Adversarial Privacy Protection on Speech Enhancement
Mingyu Dong, Diqun Yan, Rangding Wang

TL;DR
This paper introduces an adversarial approach to protect speech privacy by degrading speech enhancement systems, preventing malicious content extraction through targeted perturbations that significantly alter recognition results.
Contribution
It presents a novel adversarial method to disrupt speech enhancement systems, effectively safeguarding speech content from malicious extraction attacks.
Findings
Adversarial examples can erase or replace speech content during enhancement.
The method achieves an 89.0% word error rate in recognition of original speech.

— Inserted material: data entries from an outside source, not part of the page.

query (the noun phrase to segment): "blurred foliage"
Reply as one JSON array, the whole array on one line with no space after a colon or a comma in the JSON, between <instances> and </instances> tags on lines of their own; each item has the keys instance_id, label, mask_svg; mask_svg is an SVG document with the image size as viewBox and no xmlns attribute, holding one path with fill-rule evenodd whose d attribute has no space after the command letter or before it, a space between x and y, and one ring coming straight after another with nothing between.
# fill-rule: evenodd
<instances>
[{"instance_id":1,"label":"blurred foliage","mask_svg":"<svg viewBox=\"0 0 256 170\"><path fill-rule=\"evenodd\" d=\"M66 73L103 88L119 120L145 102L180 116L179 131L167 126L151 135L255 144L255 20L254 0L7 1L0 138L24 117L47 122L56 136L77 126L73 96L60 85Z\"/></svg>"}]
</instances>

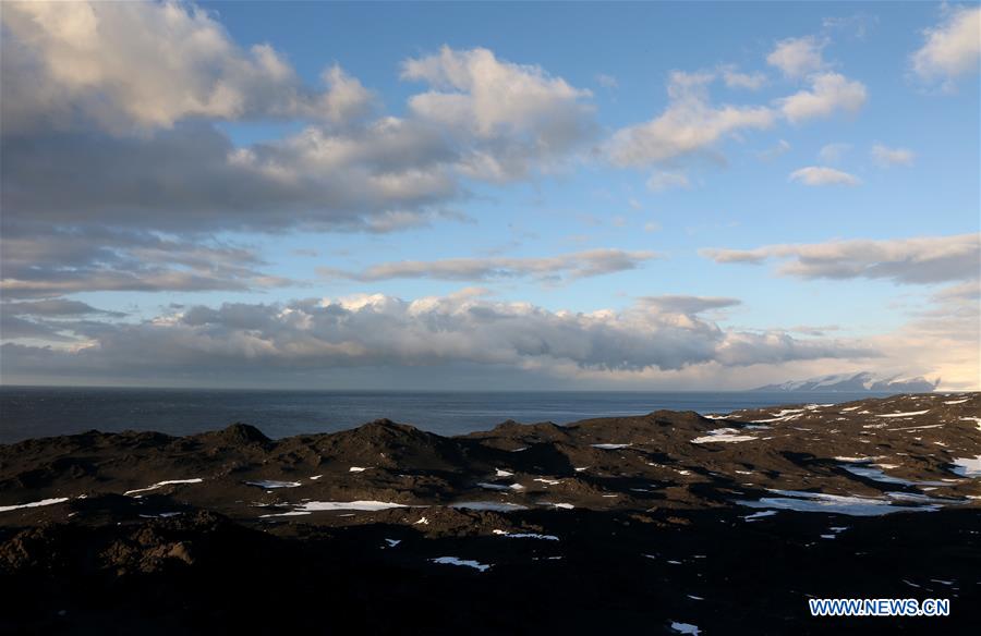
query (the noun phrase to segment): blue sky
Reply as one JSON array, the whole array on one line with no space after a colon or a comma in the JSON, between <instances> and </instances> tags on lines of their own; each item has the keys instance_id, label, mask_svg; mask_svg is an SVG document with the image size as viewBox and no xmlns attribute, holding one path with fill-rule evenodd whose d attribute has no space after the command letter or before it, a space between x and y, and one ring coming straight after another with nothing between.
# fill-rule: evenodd
<instances>
[{"instance_id":1,"label":"blue sky","mask_svg":"<svg viewBox=\"0 0 981 636\"><path fill-rule=\"evenodd\" d=\"M9 318L0 338L14 362L3 381L129 381L116 366L134 369L135 382L193 382L193 354L206 338L234 368L227 381L210 371L211 383L339 386L338 369L384 367L387 378L402 378L386 386L414 388L425 378L419 387L431 388L465 367L474 378L512 369L542 386L747 388L870 368L977 387L978 12L977 4L925 2L220 2L93 5L62 24L7 11L4 47L23 45L5 50L8 58L46 71L38 87L19 87L19 57L3 75L7 95L20 88L36 98L3 105L2 176L14 193L4 200L3 238L16 253L4 262ZM100 35L95 52L83 46L90 28ZM157 38L149 54L126 35L141 28ZM262 65L254 47L275 51L276 65ZM178 61L161 62L169 59L161 50ZM129 53L130 68L110 61L119 53ZM416 71L407 71L413 63ZM320 75L335 64L344 80L325 87ZM462 81L453 75L461 70ZM156 93L162 86L167 93ZM301 97L286 100L291 91ZM350 99L342 117L316 101L331 91ZM437 107L426 108L420 96L432 95ZM310 105L298 106L304 99ZM472 109L464 120L450 108L461 99ZM417 131L368 168L334 163L334 156L324 168L312 163L341 146L344 157L374 152L373 131L386 118ZM481 127L485 120L489 127ZM226 144L217 161L228 173L202 185L194 173L214 168L202 160L199 170L170 174L174 162L193 163L207 150L181 140L184 131ZM416 147L410 133L450 140ZM319 155L293 155L310 134L323 144ZM183 152L180 144L185 159L160 158L164 148ZM49 168L57 162L38 149L48 147L60 148L59 157L99 148L106 162L53 200L45 191L64 172ZM131 150L136 160L124 159ZM445 162L440 152L457 159ZM484 160L504 172L474 168ZM258 171L243 200L197 195L250 182L232 172L243 164ZM37 166L40 173L25 176ZM125 172L119 166L133 171L130 181L117 176ZM340 166L341 183L325 173L330 166ZM398 179L402 194L425 189L425 200L365 196L362 207L365 192L351 181L348 193L343 182L348 171L356 180L365 170ZM332 203L338 192L353 203ZM400 222L389 223L392 215ZM59 231L125 236L95 237L92 254L59 262ZM148 240L171 247L149 254L140 247ZM230 257L223 248L240 252ZM167 252L205 258L168 261ZM557 266L543 262L555 257ZM246 272L234 269L237 259ZM461 264L445 259L475 269L447 274ZM371 274L403 261L415 264L414 273L399 265L401 276ZM586 261L602 271L578 274ZM189 282L191 274L207 283ZM465 302L446 301L475 288ZM414 322L416 309L399 314L399 335L385 343L265 322L250 330L227 317L185 320L192 307L223 304L283 320L283 308L308 298L329 298L362 320L367 309L344 301L362 294L407 304L444 298L452 308L439 309L439 320L474 307L504 311L516 327L488 346L508 353L493 360L448 353L429 341L428 321ZM679 308L665 297L689 301ZM692 298L725 302L705 307ZM39 299L125 316L15 306ZM528 309L513 304L561 323L532 331L543 343L532 353ZM605 310L613 317L600 327L598 318L562 322L565 311ZM453 323L436 333L462 338L479 328ZM596 329L614 335L591 340ZM125 341L138 350L133 343L143 339L166 348L169 337L187 355L153 377L135 351L119 348ZM263 353L239 348L245 337ZM308 338L358 353L291 357ZM589 342L589 353L572 345L556 353L565 338ZM606 338L671 351L683 342L699 353L663 358L657 348L626 364ZM302 375L312 368L327 379Z\"/></svg>"}]
</instances>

Targeted attacks result in a low 33.75% WER with target speech content.
Abstract
Speech is easily leaked imperceptibly, such as being recorded by mobile phones in different situations. Private content in speech may be maliciously extracted through speech enhancement technology. Speech enhancement technology has developed rapidly along with deep neural networks (DNNs), but adversarial examples can cause DNNs to fail. In this work, we propose an adversarial method to degrade speech enhancement systems. Experimental results show that generated adversarial examples can erase most content information in original examples or replace it with target speech content through speech enhancement. The word error rate (WER) between an enhanced original example and enhanced adversarial example recognition result can reach 89.0%. WER of target attack between enhanced adversarial example and target example is low to 33.75% . Adversarial perturbation can bring the rate of change to…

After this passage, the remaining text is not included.